Choice of MS instruments for data generation
Exact mass instruments are used for the determination of the chemical formula of E&Ls while fragmentation instruments are used for the determination of functional groups and the structure of analytes. TOF and quadrupole TOF (QTOF) provide exact mass and formula information, with QTOF having high accuracy and sensitivity. Ion trap, on the other hand, provides fragmentation data for the determination of functional groups and chemical structure. Single quad systems provide basic mass information. Triple quads (MS/MS) also provide fragmentation data and are frequently used for quantitation and compound identification; Orbitrap MS systems, meanwhile, offer this functionality at high-resolution accurate mass (HRAM) levels. Matrix-assisted laser-desorption ionization (MALDI)–TOF is useful for large organic molecules and matrices where sample preperation is problematic. “Of all of these instruments, the Orbitrap could be considered the instrument of choice for most E&L work,” Rushing says
It should also be noted that the same type of instruments from different suppliers will provide slightly different results. This fact should not be surprising, according to Norwood, given that the ion sources are based on proprietary technology and as a result compounds may ionize differently even though the process is nominally the same. Furthermore, some instruments are much more robust than others, and are thus more suited to initial sample analyses. “For example, we will screen samples on a more rugged instrument, such as a triple quadrupole, and only use the fourier transform mass spectrometry (FTMS) ion cyclotron resonance instrument with an ion trap for pure samples that require extremely high sensitivity. Injection of samples with large quantities of contaminants is problematic on the FTMS system, and cleaning results in significant downtime for the instrument. TOF MS also tends to be used with UHPLC because it enables the rapid scans required for this very fast chromatographic technique,” Norwood comments.
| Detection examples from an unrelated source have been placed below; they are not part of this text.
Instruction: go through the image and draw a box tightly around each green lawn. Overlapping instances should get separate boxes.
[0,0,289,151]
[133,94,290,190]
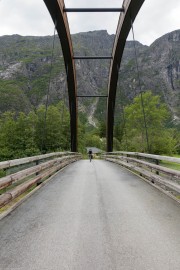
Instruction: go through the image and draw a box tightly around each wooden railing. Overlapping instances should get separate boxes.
[102,151,180,201]
[0,152,81,208]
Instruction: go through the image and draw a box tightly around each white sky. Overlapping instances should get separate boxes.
[0,0,180,45]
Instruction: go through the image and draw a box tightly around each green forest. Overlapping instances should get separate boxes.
[0,91,180,161]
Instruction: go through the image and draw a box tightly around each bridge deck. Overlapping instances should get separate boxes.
[0,160,180,270]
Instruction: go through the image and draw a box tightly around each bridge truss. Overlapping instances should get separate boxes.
[44,0,145,152]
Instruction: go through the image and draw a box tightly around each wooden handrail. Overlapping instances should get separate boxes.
[0,152,81,208]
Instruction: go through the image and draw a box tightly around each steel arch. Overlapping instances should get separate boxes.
[44,0,77,152]
[107,0,145,152]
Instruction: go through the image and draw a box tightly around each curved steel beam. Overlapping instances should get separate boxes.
[107,0,145,152]
[44,0,77,152]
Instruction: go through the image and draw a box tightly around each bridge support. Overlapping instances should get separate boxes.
[44,0,77,152]
[107,0,145,152]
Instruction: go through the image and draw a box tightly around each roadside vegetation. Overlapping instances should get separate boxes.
[0,91,180,162]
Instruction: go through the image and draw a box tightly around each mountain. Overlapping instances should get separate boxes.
[0,30,180,125]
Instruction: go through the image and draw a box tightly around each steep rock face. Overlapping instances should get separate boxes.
[0,30,180,119]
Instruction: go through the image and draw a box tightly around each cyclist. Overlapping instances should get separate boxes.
[88,149,92,162]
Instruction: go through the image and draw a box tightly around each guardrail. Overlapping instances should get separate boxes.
[0,152,81,208]
[102,151,180,201]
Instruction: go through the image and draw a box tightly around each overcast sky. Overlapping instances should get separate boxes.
[0,0,180,45]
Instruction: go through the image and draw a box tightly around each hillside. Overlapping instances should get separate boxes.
[0,30,180,122]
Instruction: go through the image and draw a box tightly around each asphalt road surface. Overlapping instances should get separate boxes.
[0,160,180,270]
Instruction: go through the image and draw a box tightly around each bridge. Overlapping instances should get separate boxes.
[0,0,180,270]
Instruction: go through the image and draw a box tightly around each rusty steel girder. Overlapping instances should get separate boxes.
[44,0,77,152]
[107,0,145,152]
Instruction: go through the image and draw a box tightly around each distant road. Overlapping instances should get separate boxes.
[0,160,180,270]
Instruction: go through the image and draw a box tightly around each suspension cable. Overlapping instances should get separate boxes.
[41,22,56,153]
[131,20,150,153]
[118,67,128,151]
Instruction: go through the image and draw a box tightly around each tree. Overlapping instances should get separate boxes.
[121,91,175,154]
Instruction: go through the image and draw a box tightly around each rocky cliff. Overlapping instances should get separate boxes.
[0,30,180,121]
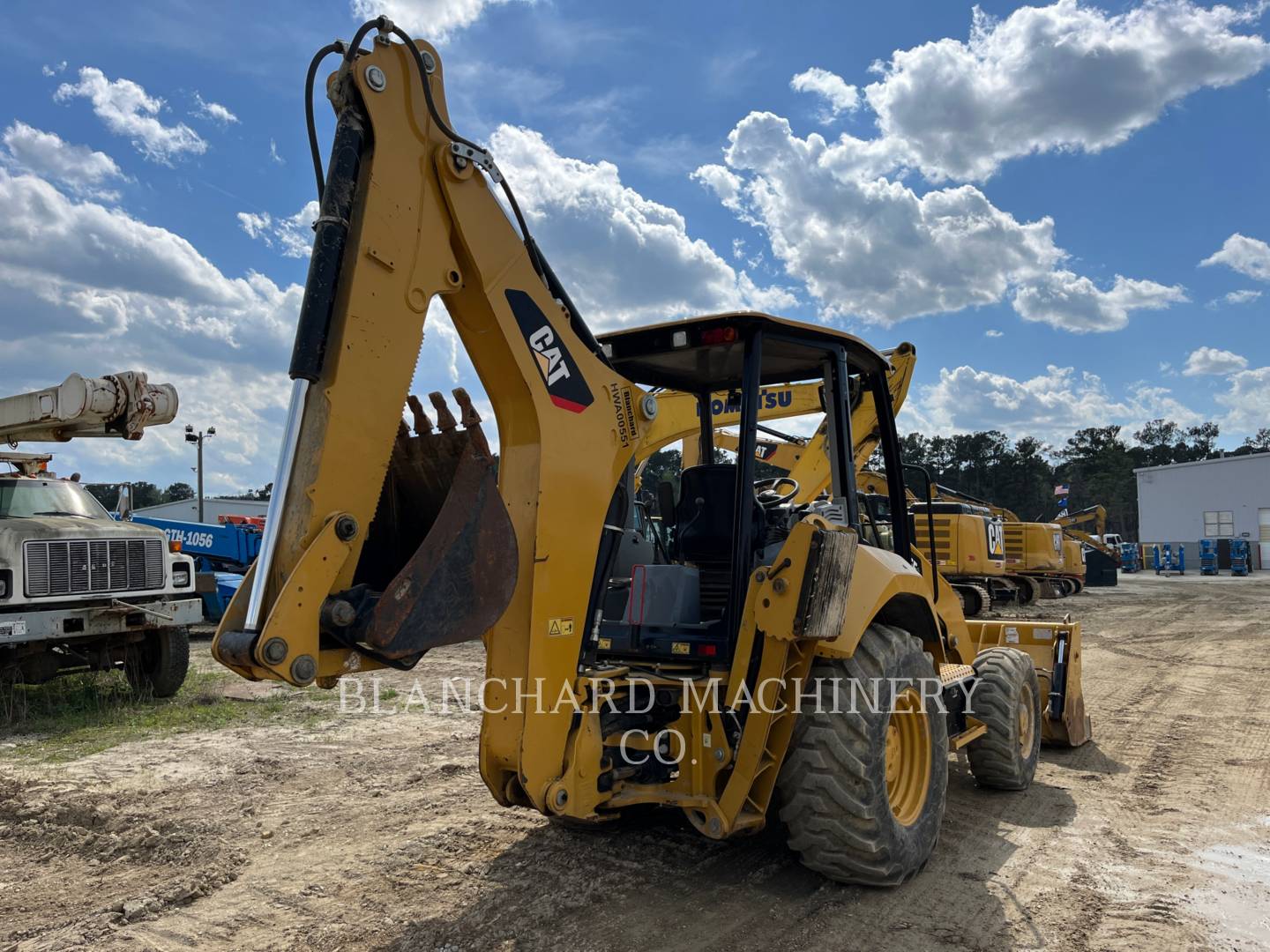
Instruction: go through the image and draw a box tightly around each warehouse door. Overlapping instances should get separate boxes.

As a result, most laboratories that do trace analysis work have several different types of mass spectrometers and several of the same types but from different manufacturers to ensure they possess the greatest possible analytical capabilities.
Advances in technology
Cyclotrons, ion traps, and triple quadrupole instruments produce data that used to be very difficult to obtain. However, it is not only advances in ion sources and ionization methods that have enabled the types of E&L analyses commonly seen today. “Without the advances in computer and software technology that have taken place in the last few decades, we would not be able to process the data generated by these mass spec instruments,” Norwood emphasizes. “Computers and software really should be considered analytical tools in their own right,” he adds.
Jenke also cautions that the data obtained from accurate MS analyses must be considered in context. “Accurate mass is not always able to give a single definitive empirical formula. Oftentimes several viable candidates are identified and it is not possible, based on the accurate mass data alone, to establish which candidate formula is the correct one. There can be literally hundreds of compounds with a certain empirical formula but only a few may be toxic. It is necessary to know the structure in order to reach the ultimate end game for E&L, which is safety assessment. Accurate mass can therefore, help shore up a tentative identification and may provide insight into a compound’s identity, but it is only one piece of several pieces of necessary information for elucidating and confirming an identification,” said Jenke.